Hitler came to power in 1933 during the great worldwide Depression, which was worse in Germany because it was still required to pay reparations to the Allies after its loss in World War I. With 6 million Germans out of work and increasing hopelessness, and with the 2 major political parties unable to turn the economy around, Hitler promised relief and his minority party was allowed to form a government. Then the Reichstag (Parliament building) “mysteriously” burned down, Hitler flew into a rage and blamed the Communists, and declared a state of emergency to rule by decree. With no parliamentary meeting place, he was now the absolute dictator.

In 1938, Hitler ordered the end of Jewish institutions and businesses, beginning with the Kristallnacht (night of broken windows, when Nazi thugs vandalized Jewish businesses who were blamed for Germany’s problems). This was the beginning of the Holocaust. There were no independent courts or freedom of speech or the press. In September 1939, Hitler began World War II by invading Poland with Nazi propaganda being the only news available.

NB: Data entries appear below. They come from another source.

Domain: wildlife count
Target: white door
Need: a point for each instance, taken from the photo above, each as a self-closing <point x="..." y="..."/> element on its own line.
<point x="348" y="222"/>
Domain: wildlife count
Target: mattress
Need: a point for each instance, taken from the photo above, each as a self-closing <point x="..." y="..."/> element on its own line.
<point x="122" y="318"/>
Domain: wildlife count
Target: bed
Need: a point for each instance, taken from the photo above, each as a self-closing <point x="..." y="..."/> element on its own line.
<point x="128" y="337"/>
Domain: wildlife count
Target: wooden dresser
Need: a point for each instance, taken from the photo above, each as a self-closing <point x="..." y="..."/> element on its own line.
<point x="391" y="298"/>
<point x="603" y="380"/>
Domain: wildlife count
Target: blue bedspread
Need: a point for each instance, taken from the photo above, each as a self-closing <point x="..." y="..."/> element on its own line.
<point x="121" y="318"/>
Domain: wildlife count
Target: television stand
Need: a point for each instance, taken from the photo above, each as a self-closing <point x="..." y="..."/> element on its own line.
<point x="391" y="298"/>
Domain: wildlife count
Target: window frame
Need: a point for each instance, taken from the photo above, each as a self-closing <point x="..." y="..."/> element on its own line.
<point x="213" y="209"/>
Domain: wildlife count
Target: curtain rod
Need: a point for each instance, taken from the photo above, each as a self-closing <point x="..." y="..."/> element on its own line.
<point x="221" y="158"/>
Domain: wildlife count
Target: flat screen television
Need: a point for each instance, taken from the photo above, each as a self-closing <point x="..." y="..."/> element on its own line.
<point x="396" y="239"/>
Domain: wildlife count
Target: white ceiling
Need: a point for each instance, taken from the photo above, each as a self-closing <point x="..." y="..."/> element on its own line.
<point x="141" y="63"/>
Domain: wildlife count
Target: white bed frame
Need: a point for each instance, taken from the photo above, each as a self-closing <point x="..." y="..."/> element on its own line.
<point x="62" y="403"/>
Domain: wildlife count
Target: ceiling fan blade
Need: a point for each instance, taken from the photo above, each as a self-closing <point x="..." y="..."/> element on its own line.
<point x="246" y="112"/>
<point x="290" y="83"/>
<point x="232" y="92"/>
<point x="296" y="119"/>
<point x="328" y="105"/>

Volker was born into a Christian family and went to church every Sunday. In school the children were required to greet their teacher with the right stiff-armed Nazi salute and saying “Heil Hitler”. Volker’s older brother and sister were in the Hitlerjugend (“Hitler Youth”) and in uniform. In 1944, a high-ranking German officer attempted to kill Hitler with a bomb at a meeting in his office, and the radio news urged everyone to pray for the life of their “beloved Führer”.

Nazi propaganda reported the bright side about “heroism” in the war, especially on the German defeat in the battle of Stalingrad in the Soviet Union. Volker’s father could not serve in the Army due to an old arm injury. Volker’s older brother on the Belgian Front watched a battle with a friend, who suddenly collapsed and died from a bullet; his brother vowed never to touch a weapon again. Air raids with systematic bombing of German cities became an almost daily experience with sirens and bomb explosions, endured in bomb shelters by a population of mostly elderly, women and children. Electric lights would go out in the shelters until after the raid, and were lit by candlelight.

When Volker later asked his mother about the Jews, she said, “Yes, they gradually disappeared, but nobody knew exactly what had happened to them.” When she finally learned the truth, she could not believe how misled and ignorant she had been. His parents had thought of their beloved country as the land of poets and philosophers (Gutenberg, Goethe and Beethoven).